Para finales de los noventa, el Oriente antioqueño se encontraba bajo la sombra ominosa de grupos armados ilegales como las FARC-EP, el ELN, y los bloques Metro, Cacique Nutibara y Héroes de Granada. Estas estructuras habían establecido su dominio territorial y político en la región, creando un panorama de incertidumbre y temor. Los paramilitares, sin distinción de áreas, llevaban a cabo sus atentados con una brutalidad desmedida, tal como lo hicieron, entre otros hechos ya marcados por la memoria colectiva, con el asesinato del personero municipal Giovanny Carlos Guacchi Espinosa.  

Los paramilitares sembraron la muerte a su paso, acusando a muchos de ser colaboradores de los guerrilleros, de proporcionarles comida o refugio. La desolación se extendió en un periodo especialmente oscuro, desde 1996 hasta 2006. “La gente hablaba de las camionetas blancas que salían tarde en la noche. Decían que en esos vehículos transportaban a personas para matarlas o torturarlas. Los paramilitares se adueñaron de muchas fincas en el municipio para operar desde allí, y en esos lugares, escondían los cuerpos de sus víctimas”, relata el guía. 

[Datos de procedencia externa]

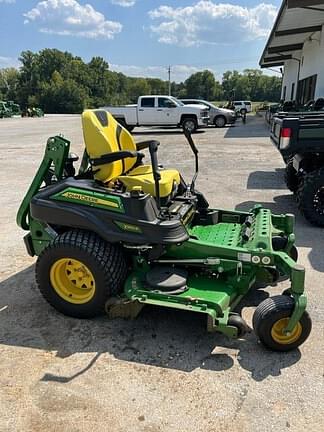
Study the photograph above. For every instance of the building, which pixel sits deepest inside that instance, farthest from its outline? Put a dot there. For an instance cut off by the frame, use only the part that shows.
(296, 43)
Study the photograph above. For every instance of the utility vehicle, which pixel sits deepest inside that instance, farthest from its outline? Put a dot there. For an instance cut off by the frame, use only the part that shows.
(122, 234)
(300, 140)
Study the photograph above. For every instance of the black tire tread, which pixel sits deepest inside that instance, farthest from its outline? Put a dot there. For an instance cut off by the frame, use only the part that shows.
(108, 257)
(270, 307)
(305, 192)
(192, 119)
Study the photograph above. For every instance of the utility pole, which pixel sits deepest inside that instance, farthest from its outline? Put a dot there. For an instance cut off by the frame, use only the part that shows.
(169, 73)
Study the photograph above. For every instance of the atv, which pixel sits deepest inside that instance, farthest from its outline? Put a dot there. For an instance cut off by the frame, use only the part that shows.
(121, 234)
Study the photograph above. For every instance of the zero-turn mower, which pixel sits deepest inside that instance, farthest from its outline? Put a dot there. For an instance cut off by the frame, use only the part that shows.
(121, 234)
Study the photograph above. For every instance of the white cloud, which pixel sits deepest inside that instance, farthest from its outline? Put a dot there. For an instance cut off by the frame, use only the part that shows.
(207, 22)
(124, 3)
(8, 62)
(70, 18)
(178, 72)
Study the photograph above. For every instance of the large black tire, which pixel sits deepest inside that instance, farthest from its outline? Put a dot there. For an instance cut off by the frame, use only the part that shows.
(272, 315)
(189, 124)
(219, 121)
(103, 261)
(310, 197)
(291, 177)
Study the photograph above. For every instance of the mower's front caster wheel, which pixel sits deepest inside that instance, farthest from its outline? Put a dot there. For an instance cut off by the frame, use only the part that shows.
(238, 322)
(190, 125)
(271, 318)
(78, 272)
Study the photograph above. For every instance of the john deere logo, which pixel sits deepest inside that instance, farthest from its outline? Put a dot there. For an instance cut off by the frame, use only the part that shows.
(90, 198)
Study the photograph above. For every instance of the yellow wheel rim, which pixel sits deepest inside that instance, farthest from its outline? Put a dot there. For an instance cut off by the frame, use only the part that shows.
(278, 335)
(72, 281)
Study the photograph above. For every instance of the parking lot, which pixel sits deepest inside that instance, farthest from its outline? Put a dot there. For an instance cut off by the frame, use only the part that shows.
(163, 371)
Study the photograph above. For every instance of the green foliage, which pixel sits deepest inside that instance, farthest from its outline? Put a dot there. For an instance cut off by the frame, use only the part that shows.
(59, 82)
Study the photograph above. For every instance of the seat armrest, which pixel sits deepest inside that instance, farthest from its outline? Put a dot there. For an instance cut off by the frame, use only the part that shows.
(146, 144)
(115, 156)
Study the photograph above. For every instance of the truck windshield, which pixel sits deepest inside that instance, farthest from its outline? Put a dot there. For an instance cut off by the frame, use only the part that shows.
(175, 100)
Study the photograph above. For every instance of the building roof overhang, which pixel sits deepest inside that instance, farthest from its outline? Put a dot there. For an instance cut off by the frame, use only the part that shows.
(297, 21)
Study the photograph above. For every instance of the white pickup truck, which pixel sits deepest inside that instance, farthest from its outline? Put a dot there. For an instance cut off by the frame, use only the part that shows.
(160, 111)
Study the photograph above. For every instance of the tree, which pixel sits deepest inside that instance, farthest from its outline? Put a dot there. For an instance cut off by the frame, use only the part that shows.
(60, 82)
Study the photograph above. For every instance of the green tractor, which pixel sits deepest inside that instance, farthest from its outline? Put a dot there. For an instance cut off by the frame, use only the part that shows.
(121, 234)
(15, 108)
(32, 112)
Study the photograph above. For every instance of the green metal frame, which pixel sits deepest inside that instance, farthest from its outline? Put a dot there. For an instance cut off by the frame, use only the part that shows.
(223, 273)
(56, 154)
(223, 266)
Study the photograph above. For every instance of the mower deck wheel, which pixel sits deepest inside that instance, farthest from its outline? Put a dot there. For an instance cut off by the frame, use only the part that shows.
(79, 272)
(271, 318)
(238, 322)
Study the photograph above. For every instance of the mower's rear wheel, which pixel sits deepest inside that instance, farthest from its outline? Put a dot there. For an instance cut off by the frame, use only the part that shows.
(78, 272)
(271, 318)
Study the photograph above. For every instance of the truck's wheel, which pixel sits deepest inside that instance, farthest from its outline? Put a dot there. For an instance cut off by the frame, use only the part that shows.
(310, 197)
(291, 177)
(220, 121)
(79, 272)
(189, 124)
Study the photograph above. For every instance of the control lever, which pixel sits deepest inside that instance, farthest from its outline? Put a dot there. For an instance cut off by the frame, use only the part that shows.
(153, 148)
(194, 149)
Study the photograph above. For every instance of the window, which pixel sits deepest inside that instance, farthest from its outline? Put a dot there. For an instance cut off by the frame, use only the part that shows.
(284, 90)
(292, 91)
(306, 89)
(147, 103)
(165, 103)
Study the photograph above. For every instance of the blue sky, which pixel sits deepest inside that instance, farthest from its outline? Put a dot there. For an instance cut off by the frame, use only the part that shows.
(142, 37)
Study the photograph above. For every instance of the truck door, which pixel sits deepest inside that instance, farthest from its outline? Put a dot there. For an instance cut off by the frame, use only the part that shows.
(167, 112)
(146, 111)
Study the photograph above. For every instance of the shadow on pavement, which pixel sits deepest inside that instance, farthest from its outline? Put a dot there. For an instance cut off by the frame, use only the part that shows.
(254, 127)
(306, 235)
(159, 337)
(163, 132)
(267, 179)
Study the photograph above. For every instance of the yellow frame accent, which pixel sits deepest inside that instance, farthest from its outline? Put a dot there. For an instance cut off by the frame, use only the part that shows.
(72, 281)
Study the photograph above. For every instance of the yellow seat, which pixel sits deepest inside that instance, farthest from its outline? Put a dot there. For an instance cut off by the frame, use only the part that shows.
(103, 135)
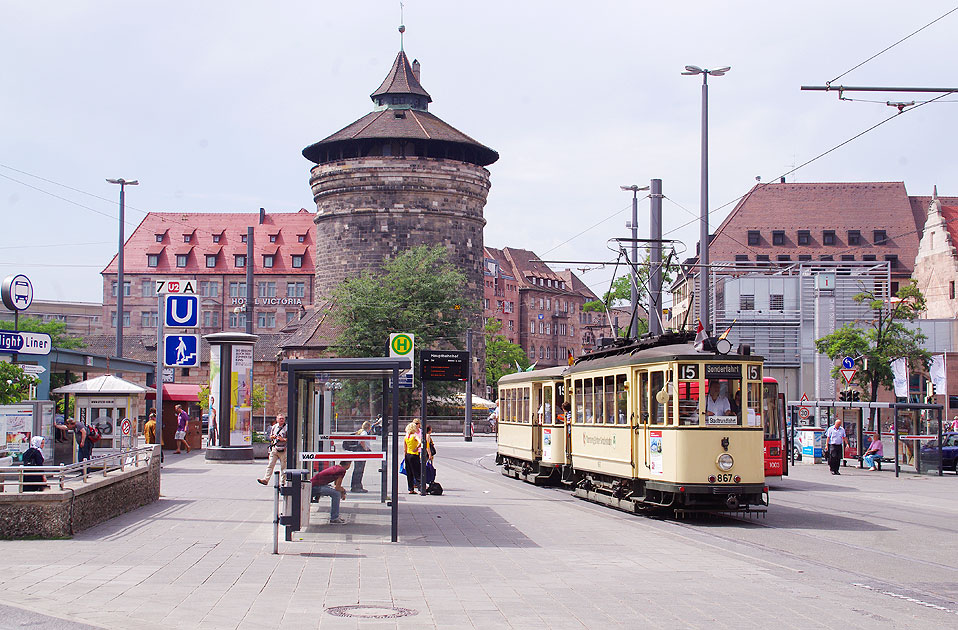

Cuando estos grupos armados se enfrentaban con los guerrilleros, utilizaban el transporte público para trasladar a sus heridos y combatientes, y sembraban así el miedo en las veredas del municipio. El temor se apoderaba de los habitantes, muchos de los cuales se refugiaban en el monte o en las casas de vecinos y familiares para evitar quedar atrapados en el fuego cruzado. “En esa época mataron a mucha gente en el pueblo. Se escuchaba a cada rato que habían matado a alguien en El Palmar, en La Enea o en El Yarumo”, recuerda.  

Algunos integrantes de las estructuras guerrilleras, paramilitares o del Ejército aseguraban que los campesinos eran colaboradores de sus adversarios por brindarles refugio, pero esto distaba de la realidad. La gente se encontraba atrapada en un juego de fuerzas que les era ajeno, obligados a permanecer cerca de sus hogares para no perder lo poco que les quedaba, temerosos de la mirada de los violentos y de la llegada de aquellos que decían protegerlos. “Nosotros dejamos de dormir en la tienda porque ellos se quedaban a dormir en el corredor. Por eso, comenzamos a amanecer en la casa de mi hermana Gloria, que quedaba cerca de allí”.  

Adalberto relata que la tienda estaba situada en la carretera principal que conectaba con las veredas La Enea y El Palmar, así como con los municipios de Girardota, Copacabana, Bello, San Vicente Ferrer, Concepción, Rionegro y la autopista Medellín-Bogotá. Este entramado de rutas se volvió un corredor crucial para las estructuras armadas, que facilitaba el tránsito de sus fuerzas por la región. 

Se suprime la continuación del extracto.